In those days many of us, including me, did (and still do) refer to the
asterisk as "splat" and the exclamation point as "bang" from the
sound
made by them when they printed yellow oiled paper @ 10 cps from the console
TTY. But slash was what we called the character that is now next to the
shift key on modern keyboards. I do not remember ever using, much less
needed to refer to, the character "back slash" until the unfortunate crap
that the folks in Redmond forced on the industry. Although interestingly
enough, the vertical bar or UNIX "pipe" symbol was used and discussed
freely in those days. I find it interesting that Redmond-ism became the
unshifted character, not the vertical bar by the shear force of economics
of the PC.
Clem
** For those that do not know (my apologies to those that do) the 1985
/usr/group standards committee was the forerunner to IEEE P1003. Which we
published as the first "official UNIX API standard agreed by the community"

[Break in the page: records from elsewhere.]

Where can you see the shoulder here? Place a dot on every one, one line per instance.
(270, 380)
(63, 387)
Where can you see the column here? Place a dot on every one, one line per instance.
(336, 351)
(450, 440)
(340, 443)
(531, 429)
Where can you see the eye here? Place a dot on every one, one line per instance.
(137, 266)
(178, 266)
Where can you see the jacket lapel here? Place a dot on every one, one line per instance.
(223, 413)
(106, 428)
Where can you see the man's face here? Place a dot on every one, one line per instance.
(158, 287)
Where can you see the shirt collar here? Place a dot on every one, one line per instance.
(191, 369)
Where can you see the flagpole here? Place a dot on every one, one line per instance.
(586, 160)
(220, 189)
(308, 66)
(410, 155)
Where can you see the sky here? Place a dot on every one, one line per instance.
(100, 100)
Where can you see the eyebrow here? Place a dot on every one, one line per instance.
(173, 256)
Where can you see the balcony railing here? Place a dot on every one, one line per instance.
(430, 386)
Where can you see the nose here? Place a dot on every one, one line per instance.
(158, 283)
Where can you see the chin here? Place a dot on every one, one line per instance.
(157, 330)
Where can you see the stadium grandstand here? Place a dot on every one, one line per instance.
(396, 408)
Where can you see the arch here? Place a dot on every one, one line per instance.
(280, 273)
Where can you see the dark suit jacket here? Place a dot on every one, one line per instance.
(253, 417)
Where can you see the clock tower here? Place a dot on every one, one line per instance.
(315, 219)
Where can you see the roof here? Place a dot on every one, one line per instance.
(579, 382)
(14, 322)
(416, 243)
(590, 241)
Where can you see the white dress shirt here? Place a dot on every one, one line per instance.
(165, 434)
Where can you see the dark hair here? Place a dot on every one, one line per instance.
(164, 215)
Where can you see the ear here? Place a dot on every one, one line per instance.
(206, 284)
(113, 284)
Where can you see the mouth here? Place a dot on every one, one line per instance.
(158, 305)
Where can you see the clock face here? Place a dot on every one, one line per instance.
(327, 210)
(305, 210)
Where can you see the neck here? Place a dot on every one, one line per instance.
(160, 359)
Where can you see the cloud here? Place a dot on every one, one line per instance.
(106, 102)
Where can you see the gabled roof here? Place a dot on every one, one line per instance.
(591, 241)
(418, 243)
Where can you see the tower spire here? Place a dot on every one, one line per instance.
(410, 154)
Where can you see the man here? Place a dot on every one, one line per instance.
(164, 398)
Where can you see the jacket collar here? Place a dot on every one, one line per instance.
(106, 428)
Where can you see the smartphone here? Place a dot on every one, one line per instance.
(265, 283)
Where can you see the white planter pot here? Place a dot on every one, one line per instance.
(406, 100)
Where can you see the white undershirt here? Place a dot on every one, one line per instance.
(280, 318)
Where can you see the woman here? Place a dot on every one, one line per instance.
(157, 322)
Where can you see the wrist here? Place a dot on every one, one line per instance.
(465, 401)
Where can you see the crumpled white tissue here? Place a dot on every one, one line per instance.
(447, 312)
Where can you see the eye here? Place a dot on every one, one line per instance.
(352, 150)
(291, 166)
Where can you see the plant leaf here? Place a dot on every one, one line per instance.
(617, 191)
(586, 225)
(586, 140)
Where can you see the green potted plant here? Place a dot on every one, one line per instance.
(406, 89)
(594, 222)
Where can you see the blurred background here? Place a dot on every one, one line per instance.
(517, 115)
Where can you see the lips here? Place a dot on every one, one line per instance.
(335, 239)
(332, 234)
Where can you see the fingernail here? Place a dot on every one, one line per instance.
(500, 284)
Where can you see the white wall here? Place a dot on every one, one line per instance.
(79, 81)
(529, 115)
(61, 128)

(I still have a hardcopy). But neither /usr/group nor USENIX had the
political authority to bring an official standard to FIPS, ANSI, ECMA, ISO
or like, while IEEE did. So a few months before the last meeting, Jim
Issak petitioned IEEE for standards status, and the last meeting of the
/usr/group UNIX standards meeting was very short -- about 10 minutes. We
voted to disband and then everyone in the room officially reformed a few
minutes later all signing in as IEEE P1003, later to be called POSIX. For
further historical note, I was a "founding member" of both groups and the
editor of a number of early drafts (numbers 5-11 IIRC), as well as the
primary author of the Tape Format and Terminal I/O sections of P1003.1.
With Keith Bostic, I would later be part of the P1003.2 and pen the
original PAX compromise. After that whole mess I was so disgusted with the
politics of the effort, I stopping going to the POSIX mtgs.
PPS While I did not work for them at the time, you can blame DEC for the
mess with the case/character sets in the POSIX & FIPS standards. A number
of the compromises in the standard documents were forced by VMS, 7-bit
(case insensitivity) being the prime one. While we did get in the
rational section of document that it was suggested/advised that systems
implementations and applications code be case insensitive and 8 bit clean
so that other character sets could be supported. However the DEC folks
were firmly against anything more than 7-bit ASCII and supporting anything
in that character set. My memory is that the IBM folks were silent at the
time and just let the DEC guys carry the torch for 1960's 7-bit US English.